How principal tried to scuttle case
By Eric Wainaina, April 26, 2021Former Icaciri Secondary School principal Jane Muthoni, who is awaiting sentencing after the High Court convicted her of planning and executing a cold-blooded murder against her husband Solomon Mwangi, used several tricks to stall the trial.
Lawyers and legal experts say this was one of the cases in the country that had so many intrigues at play and bottlenecks placed on its way.
Among other tricks, Muthoni unsuccessfully tried to have the Judge who found her guilty to disqualify himself from the case.
The prosecution which was led by Prosecutor Catherine Mwaniki, viewed this as deliberate efforts by Muthoni and her co-accused Isaac Ng’ang’a alias Gikuyu, who have been in custody since the matter started, to frustrate and drag their case.
“It was the toughest case I have ever prosecuted in my life because of the intrigues involved,” Mwaniki told the People Daily when the judgment was finally read out.
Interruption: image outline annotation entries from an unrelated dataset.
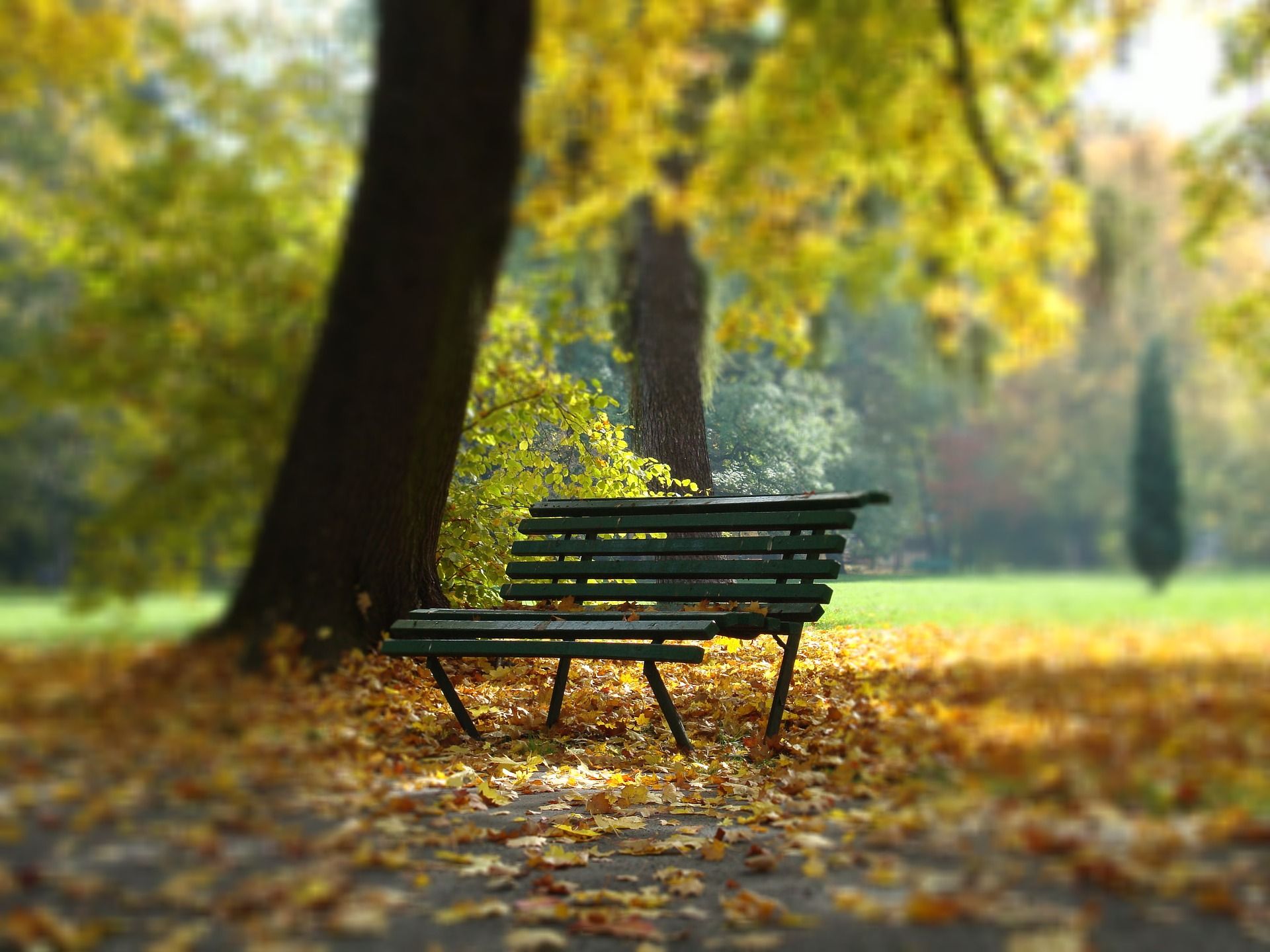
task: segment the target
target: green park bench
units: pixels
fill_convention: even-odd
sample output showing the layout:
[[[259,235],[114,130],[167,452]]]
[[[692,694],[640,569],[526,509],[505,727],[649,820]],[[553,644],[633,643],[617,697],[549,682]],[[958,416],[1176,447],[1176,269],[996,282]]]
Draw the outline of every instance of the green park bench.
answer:
[[[809,493],[538,503],[519,526],[527,538],[512,545],[513,556],[530,559],[507,566],[511,581],[502,588],[504,599],[536,607],[419,609],[392,625],[382,651],[424,658],[474,737],[480,734],[442,658],[559,659],[549,727],[560,718],[573,659],[643,661],[665,722],[687,750],[657,664],[697,664],[705,659],[700,642],[716,635],[771,635],[784,650],[767,717],[771,739],[780,732],[803,625],[823,614],[832,595],[824,583],[841,570],[827,556],[842,552],[846,538],[827,533],[850,529],[856,509],[888,501],[884,493]],[[677,641],[698,644],[667,644]]]

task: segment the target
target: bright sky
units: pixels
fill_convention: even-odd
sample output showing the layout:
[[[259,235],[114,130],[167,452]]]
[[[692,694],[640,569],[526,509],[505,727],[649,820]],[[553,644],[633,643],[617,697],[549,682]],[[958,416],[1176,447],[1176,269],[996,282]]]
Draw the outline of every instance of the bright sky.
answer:
[[[1090,80],[1081,99],[1091,108],[1160,124],[1190,136],[1247,105],[1247,93],[1219,96],[1214,85],[1220,47],[1213,22],[1247,0],[1158,0],[1138,32],[1125,66],[1109,65]],[[187,0],[194,10],[237,9],[291,17],[330,17],[339,0]]]
[[[1161,0],[1134,37],[1125,67],[1109,65],[1086,86],[1086,105],[1166,127],[1179,136],[1248,104],[1248,93],[1218,95],[1220,43],[1214,19],[1238,0]]]

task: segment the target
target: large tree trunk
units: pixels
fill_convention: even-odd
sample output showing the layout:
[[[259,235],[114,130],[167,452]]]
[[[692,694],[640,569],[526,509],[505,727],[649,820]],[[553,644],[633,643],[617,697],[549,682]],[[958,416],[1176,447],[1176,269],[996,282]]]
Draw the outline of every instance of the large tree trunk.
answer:
[[[378,0],[362,176],[251,566],[217,633],[326,660],[443,605],[437,536],[521,157],[530,0]]]
[[[714,489],[706,452],[701,352],[706,334],[705,278],[682,223],[663,227],[653,203],[631,207],[631,239],[624,261],[626,347],[631,367],[635,449]]]

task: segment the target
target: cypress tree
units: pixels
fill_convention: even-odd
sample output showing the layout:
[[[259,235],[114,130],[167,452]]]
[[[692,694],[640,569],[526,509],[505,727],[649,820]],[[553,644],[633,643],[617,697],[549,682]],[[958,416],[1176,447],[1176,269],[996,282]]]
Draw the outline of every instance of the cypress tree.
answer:
[[[1162,589],[1182,560],[1182,494],[1167,352],[1160,338],[1142,355],[1129,479],[1129,552],[1138,571]]]

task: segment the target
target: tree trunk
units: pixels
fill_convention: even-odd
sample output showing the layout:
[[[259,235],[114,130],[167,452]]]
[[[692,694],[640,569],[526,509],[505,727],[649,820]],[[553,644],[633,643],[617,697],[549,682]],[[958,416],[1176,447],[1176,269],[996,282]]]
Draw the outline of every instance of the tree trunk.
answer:
[[[631,208],[626,249],[626,347],[631,367],[631,423],[635,449],[692,480],[700,493],[714,489],[706,452],[701,396],[701,352],[706,334],[705,278],[682,223],[658,225],[653,203]]]
[[[372,649],[437,537],[521,157],[530,0],[378,0],[362,175],[255,553],[213,635]]]

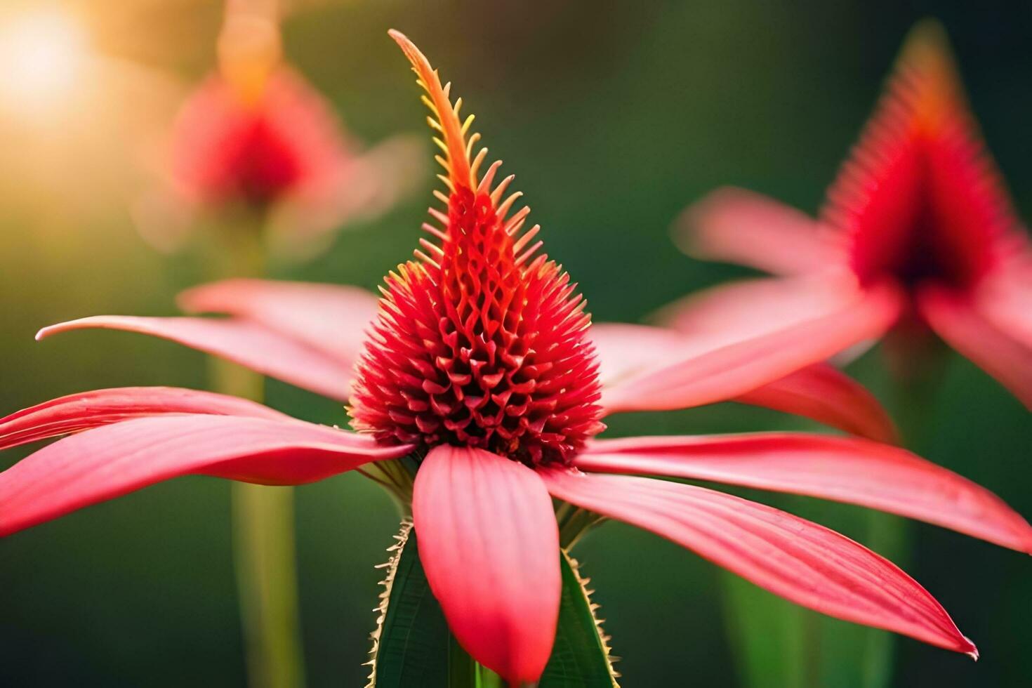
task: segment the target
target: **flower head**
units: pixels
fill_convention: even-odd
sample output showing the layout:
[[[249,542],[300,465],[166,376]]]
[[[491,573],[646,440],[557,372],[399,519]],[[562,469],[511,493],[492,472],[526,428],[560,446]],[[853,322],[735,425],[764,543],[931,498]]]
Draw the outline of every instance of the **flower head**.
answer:
[[[590,316],[575,285],[529,245],[529,208],[510,217],[521,194],[503,197],[501,163],[478,178],[487,153],[466,135],[426,58],[394,35],[429,95],[431,126],[449,194],[430,210],[439,241],[387,277],[380,316],[358,365],[351,415],[357,430],[423,447],[485,449],[528,464],[568,463],[603,429]]]
[[[279,252],[311,253],[321,247],[311,239],[408,192],[419,167],[413,142],[394,137],[363,150],[284,59],[279,24],[275,1],[226,3],[218,68],[181,105],[162,186],[137,207],[141,231],[159,247],[175,248],[193,215],[237,223],[243,215],[268,230]]]
[[[903,345],[891,351],[906,353],[931,329],[1032,406],[1032,243],[937,24],[911,32],[819,220],[721,190],[689,208],[681,227],[689,253],[783,275],[732,287],[738,309],[751,314],[751,334],[826,320],[823,336],[796,338],[799,360],[820,361],[889,330]],[[824,300],[816,309],[813,294]],[[690,329],[700,305],[730,300],[716,291],[669,309],[667,322]],[[874,300],[881,317],[860,326]],[[912,367],[906,362],[901,371]]]

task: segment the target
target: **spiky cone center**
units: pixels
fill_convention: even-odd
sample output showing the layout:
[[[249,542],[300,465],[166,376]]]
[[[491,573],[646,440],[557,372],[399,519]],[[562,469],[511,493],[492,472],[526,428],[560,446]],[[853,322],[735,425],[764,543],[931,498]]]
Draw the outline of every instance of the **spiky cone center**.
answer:
[[[448,205],[438,260],[387,277],[353,425],[385,441],[568,462],[603,428],[585,302],[544,255],[518,261],[489,195],[459,188]]]
[[[393,34],[392,34],[393,35]],[[520,194],[493,189],[501,163],[478,179],[486,150],[466,138],[449,87],[404,36],[430,126],[446,157],[446,207],[430,210],[437,240],[387,276],[380,315],[359,358],[352,425],[381,441],[484,449],[528,465],[568,463],[600,432],[601,384],[586,338],[590,316],[570,276],[522,232],[528,208],[509,217]]]

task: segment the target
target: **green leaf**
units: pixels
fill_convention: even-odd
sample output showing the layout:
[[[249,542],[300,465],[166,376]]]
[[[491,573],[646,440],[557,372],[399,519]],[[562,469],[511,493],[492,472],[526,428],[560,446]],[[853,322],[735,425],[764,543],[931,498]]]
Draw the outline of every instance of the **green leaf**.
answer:
[[[367,688],[446,688],[451,633],[426,582],[412,522],[404,521],[394,537],[373,632]]]
[[[552,656],[541,677],[540,688],[613,688],[617,674],[609,656],[608,637],[594,616],[595,604],[581,579],[577,561],[560,554],[562,596],[559,625]]]

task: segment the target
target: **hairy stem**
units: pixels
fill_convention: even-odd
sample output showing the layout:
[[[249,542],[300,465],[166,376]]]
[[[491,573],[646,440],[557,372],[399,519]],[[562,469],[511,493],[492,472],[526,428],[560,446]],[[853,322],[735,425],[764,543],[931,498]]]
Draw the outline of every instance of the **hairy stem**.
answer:
[[[265,252],[259,218],[220,228],[208,252],[214,279],[261,277]],[[211,360],[216,391],[264,399],[264,379],[227,361]],[[233,556],[252,688],[299,688],[304,659],[298,614],[294,492],[289,487],[232,484]]]

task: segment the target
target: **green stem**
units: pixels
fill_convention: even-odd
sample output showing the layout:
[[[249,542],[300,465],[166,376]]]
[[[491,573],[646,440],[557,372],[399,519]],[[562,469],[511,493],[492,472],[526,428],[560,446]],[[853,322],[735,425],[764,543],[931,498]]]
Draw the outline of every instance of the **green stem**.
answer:
[[[897,376],[893,387],[893,417],[900,431],[900,444],[922,454],[931,427],[932,402],[941,372],[935,351],[910,366],[908,375]],[[905,364],[905,362],[904,362]],[[892,514],[867,512],[867,545],[903,568],[910,559],[909,523]],[[865,637],[862,665],[864,688],[883,688],[892,681],[895,635],[869,629]]]
[[[265,252],[258,222],[247,218],[220,228],[207,256],[214,279],[264,276]],[[264,379],[252,370],[212,359],[211,376],[216,391],[264,399]],[[233,483],[232,534],[248,684],[252,688],[299,688],[304,685],[304,658],[293,488]]]

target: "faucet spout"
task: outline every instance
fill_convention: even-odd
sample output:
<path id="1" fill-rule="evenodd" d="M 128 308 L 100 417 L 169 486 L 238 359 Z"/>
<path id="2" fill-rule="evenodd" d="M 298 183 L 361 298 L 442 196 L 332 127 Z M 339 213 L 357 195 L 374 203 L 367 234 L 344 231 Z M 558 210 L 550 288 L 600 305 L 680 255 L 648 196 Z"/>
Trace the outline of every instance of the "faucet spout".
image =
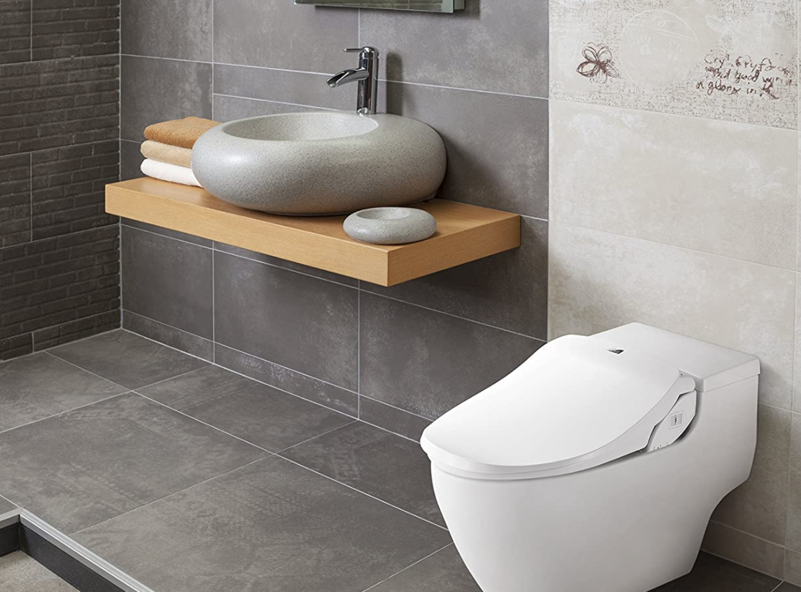
<path id="1" fill-rule="evenodd" d="M 343 70 L 338 74 L 335 74 L 328 79 L 328 84 L 332 88 L 336 88 L 348 83 L 356 83 L 361 80 L 367 80 L 370 78 L 370 72 L 367 68 L 356 68 L 356 70 Z"/>
<path id="2" fill-rule="evenodd" d="M 378 50 L 375 47 L 356 47 L 348 49 L 348 54 L 359 54 L 359 66 L 343 70 L 328 80 L 332 88 L 341 87 L 348 83 L 359 83 L 356 96 L 356 113 L 372 115 L 378 103 Z"/>

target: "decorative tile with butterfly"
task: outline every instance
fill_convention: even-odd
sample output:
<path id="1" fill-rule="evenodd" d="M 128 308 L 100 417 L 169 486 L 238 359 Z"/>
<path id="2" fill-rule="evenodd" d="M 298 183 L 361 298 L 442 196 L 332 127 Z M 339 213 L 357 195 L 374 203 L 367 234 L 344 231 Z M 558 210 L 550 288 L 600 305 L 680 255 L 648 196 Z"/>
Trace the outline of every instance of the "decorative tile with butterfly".
<path id="1" fill-rule="evenodd" d="M 549 0 L 550 96 L 796 128 L 796 0 Z"/>

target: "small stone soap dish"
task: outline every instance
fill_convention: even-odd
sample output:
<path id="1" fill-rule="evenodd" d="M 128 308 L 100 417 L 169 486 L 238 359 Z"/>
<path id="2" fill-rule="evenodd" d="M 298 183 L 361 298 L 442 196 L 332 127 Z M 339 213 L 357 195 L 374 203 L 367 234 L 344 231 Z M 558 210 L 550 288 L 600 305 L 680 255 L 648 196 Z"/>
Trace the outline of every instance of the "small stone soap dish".
<path id="1" fill-rule="evenodd" d="M 345 219 L 348 236 L 362 243 L 404 244 L 425 240 L 437 232 L 437 219 L 415 207 L 371 207 Z"/>

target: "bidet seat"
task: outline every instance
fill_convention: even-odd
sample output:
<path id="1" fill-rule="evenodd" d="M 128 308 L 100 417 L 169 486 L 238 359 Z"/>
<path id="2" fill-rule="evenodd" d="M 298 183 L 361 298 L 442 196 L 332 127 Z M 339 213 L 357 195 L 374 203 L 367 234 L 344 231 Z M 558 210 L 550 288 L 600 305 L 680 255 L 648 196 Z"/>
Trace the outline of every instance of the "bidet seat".
<path id="1" fill-rule="evenodd" d="M 647 353 L 567 336 L 444 415 L 421 444 L 434 465 L 461 476 L 574 473 L 645 449 L 694 389 L 692 378 Z"/>

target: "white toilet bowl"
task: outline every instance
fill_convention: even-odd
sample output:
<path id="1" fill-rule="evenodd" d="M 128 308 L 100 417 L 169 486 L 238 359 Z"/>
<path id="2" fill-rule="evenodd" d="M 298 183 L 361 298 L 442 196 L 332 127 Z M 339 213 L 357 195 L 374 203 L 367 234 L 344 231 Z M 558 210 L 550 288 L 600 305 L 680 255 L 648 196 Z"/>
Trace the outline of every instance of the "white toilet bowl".
<path id="1" fill-rule="evenodd" d="M 423 433 L 484 592 L 646 592 L 749 475 L 757 358 L 642 324 L 562 337 Z"/>

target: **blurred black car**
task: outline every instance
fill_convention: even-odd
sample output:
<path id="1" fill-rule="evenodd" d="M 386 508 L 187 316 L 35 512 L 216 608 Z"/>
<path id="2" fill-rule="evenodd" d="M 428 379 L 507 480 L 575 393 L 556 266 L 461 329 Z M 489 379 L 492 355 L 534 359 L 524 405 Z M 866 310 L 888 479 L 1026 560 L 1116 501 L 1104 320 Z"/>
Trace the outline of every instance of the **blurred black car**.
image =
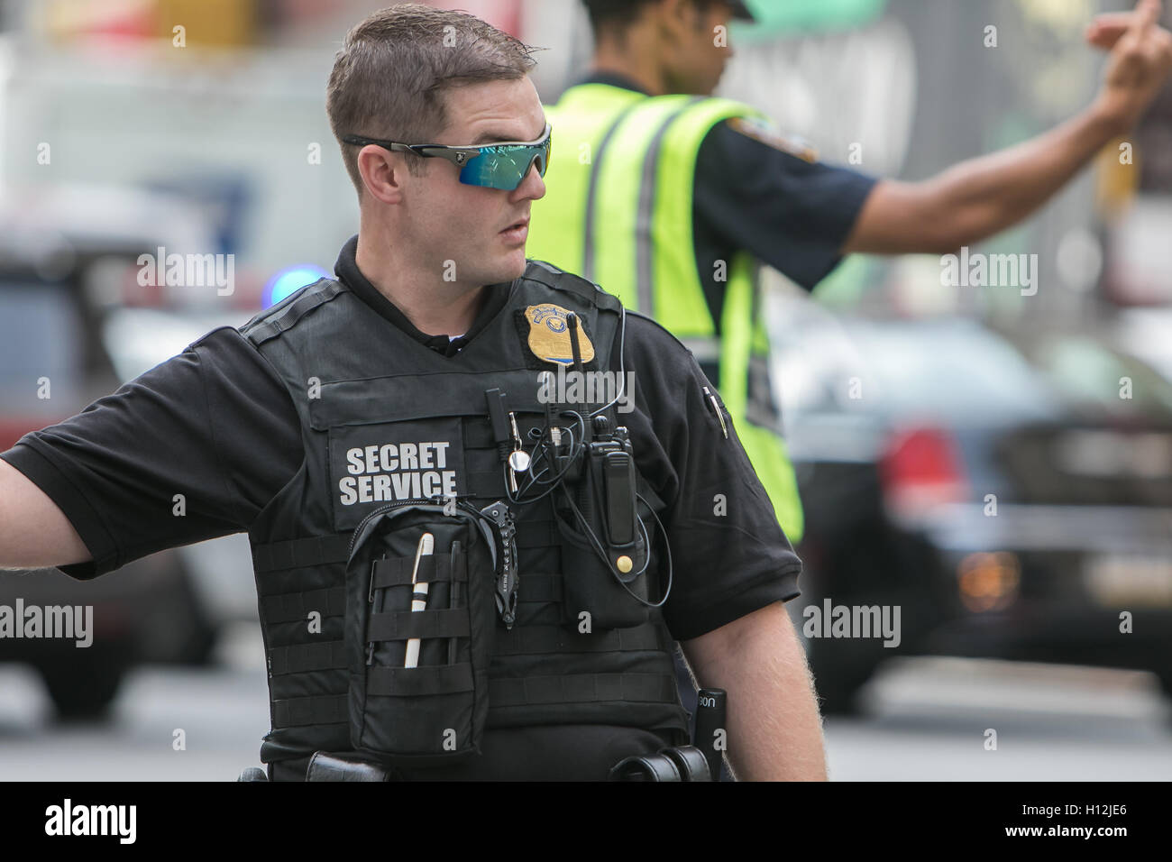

From seeking to have Justice Prof Joel Ngugi recuse himself on grounds of impartiality, transfer of the matter to Nairobi to seeking to have the case started afresh by Ngugi’s successor in Kiambu Justice Christine Meoli, the former principal used all tricks available to try to frustrate the hearing.
Transfer of the matter
The two suspects had even in 2017 launched a spirited campaign to have the case heard by another judge.
The two claimed that Ngugi, having denied them bail and jailed their co-accused turned state witness Joseph Kariuki alias Karis after he gave chilling confession of how he was hired by Muthoni to commit the murder alongside Ng’ang’a, their trial was just a formality because they would eventually get convicted.
Muthoni was on Thursday last week found guilty of assembling a killer gang, drugging Mwangi, a former principal at Kiru Boys’ High School in Murang’a using Xylazine, a strong sedative drug normally used on animals before delivering him to the gang who terminated his life him through strangulation in a thicket at Karakuta Coffee Estate in Juja off Thika Superhighway.
In their first onslaught against Ngugi, the duo, on October 17, 2017 argued the judge should not hear the case, “for reasons that this Honorable Court has heard and determined a prior case namely Criminal Case No 95 of 2016 (High Court R Kiambu vs Joseph Kariuki Njuguna) based on the same facts and mentioning (of) the accused in this case”
They also argued that the Court made a finding in that prior case that Karis was jailed for seven years after he was found guilty of manslaughter and that he executed a crime of murder in cahoots with Muthoni and Ng’ang’a”.
“Clearly, having determined the prior case, this Honorable court is unable to independently, (and) impartially render a fair hearing to the accused herein without constantly putting itself in its finding of the prior case ….no matter how strong and good a defence that the accused may have, the same would be met by the same partial and made-up mind on the part of the trial court, thus making this trial sham in the eyes of the law,” read the motion in part.
Strong sedative drug
Further, Muthoni argued that during a ruling in which she was denied bail on September 6, 2017, the tone and the wording of the ruling by the judge “clearly and equivocally showed prejudice and impartiality” against them, and requested the matter to be referred to a Nairobi High Court to start afresh.
But Mwaniki, successfully asked the court to dismiss the application, arguing that its filing was an “afterthought or an avenue to go and seek redress for the bail review”.
Ngugi ruled: “There is no legitimate reason to hear that in this particular criminal case, I lack impartiality and that I have a predisposition not permitted by facts and law to decide the case in a certain way which does not live to the judicial mind perfectly opened to be persuaded otherwise by law and evidence. Consequently, the application is dismissed.”
Further, the judge said doing so could bring public disfavour to the court and him, saying a judge cannot use recusal or disqualification to avoid cases that present difficulties, controversial or unpopular issues.
The efforts were renewed in May 2018 before Meoli after Ngugi was moved to Nakuru, as they sought to have the matter either moved to Nairobi or be heard by her.
They also insisted that it should start afresh despite nearly all State witnesses having testified.
But their hopes were again dashed after Meoli not only threw out their application to have the matter heard afresh or transferred to Nairobi, but also directed that her predecessor hears it to the end.
According to Meoli, the case was almost complete since majority of the witnesses had testified, and therefore, allowing its fresh hearing would lead to unnecessary delay and also be a waste of public resources.
The prosecution had opposed the defence’s applications, arguing that only five technical witnesses, from Safaricom, Airtel, cybercrime, scenes of crime and investigating officers were remaining before the matter was finalised.
But still, they were not about to give up and they launched what the prosecution said were deliberate efforts to frustrate the case by giving excuses to have the matter adjourned despite Ngugi having to travel from Nakuru to hear it.
Ngugi said it was no longer possible for him to continue travelling to Kiambu to hear the matter which had to be adjourned several times due to issues on the defence side.